Berkeley Workshop on High pT Hadron Collider Physics
Berkeley Workshop on
High PT Hadron Collider Physics
Particle Physics has entered an exciting era with the advent of the
Large Hadron Collider at CERN allowing to probe the TeV scale
in an unprecedented manner. It offers exciting opportunities
to understand the Nature of electroweak symmetry breaking and to observe
new fundamental particles that may have existed at the beginning of the Universe and may
still exist today.
The purpose of this series of workshops is to get theorists and
experimentalists together on selected and specific topics regarding
the understanding of data at the high energy hadron colliders.
The workshop will in
particular address questions regarding physics at the Large Hadron Collider
that started operation in 2009. There will typically be one or
one workshop per year.
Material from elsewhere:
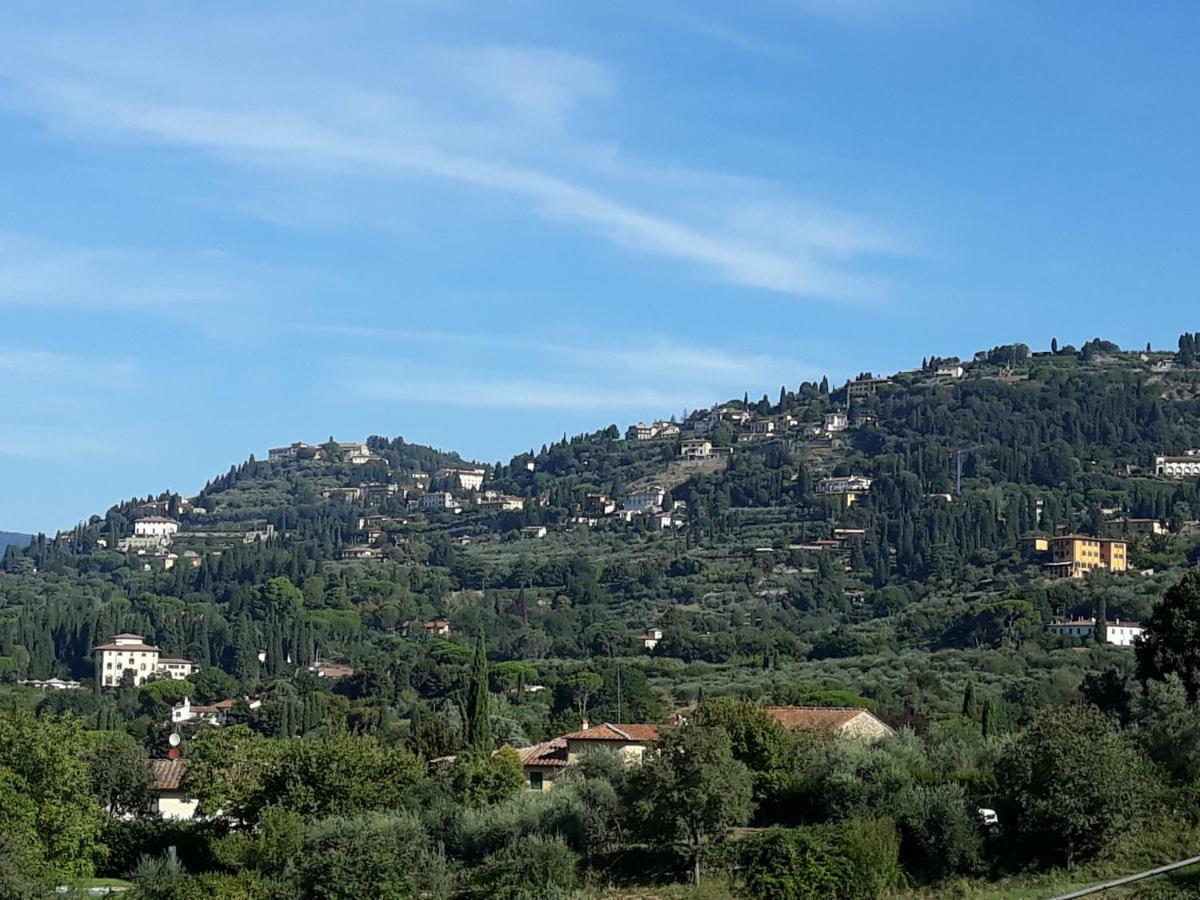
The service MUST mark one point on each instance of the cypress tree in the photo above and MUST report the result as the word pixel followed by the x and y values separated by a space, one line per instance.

The questions addressed in this series will
center around the understanding of Standard Model processes
and the discussion of searches and interpretations of possible physics
beyond the Standard Model. At each workshop the goal is to gather the leading
experimentalists and theorists in the particular area to facilitate a lively
discussion that may lead to progress in our understanding of the theoretical
predictions and uncertainties and in future developments needed in both the
experimental and theoretical areas. In particular data from the Tevatron are
crucial to understand the current state-of-the-art in hadron collider physics.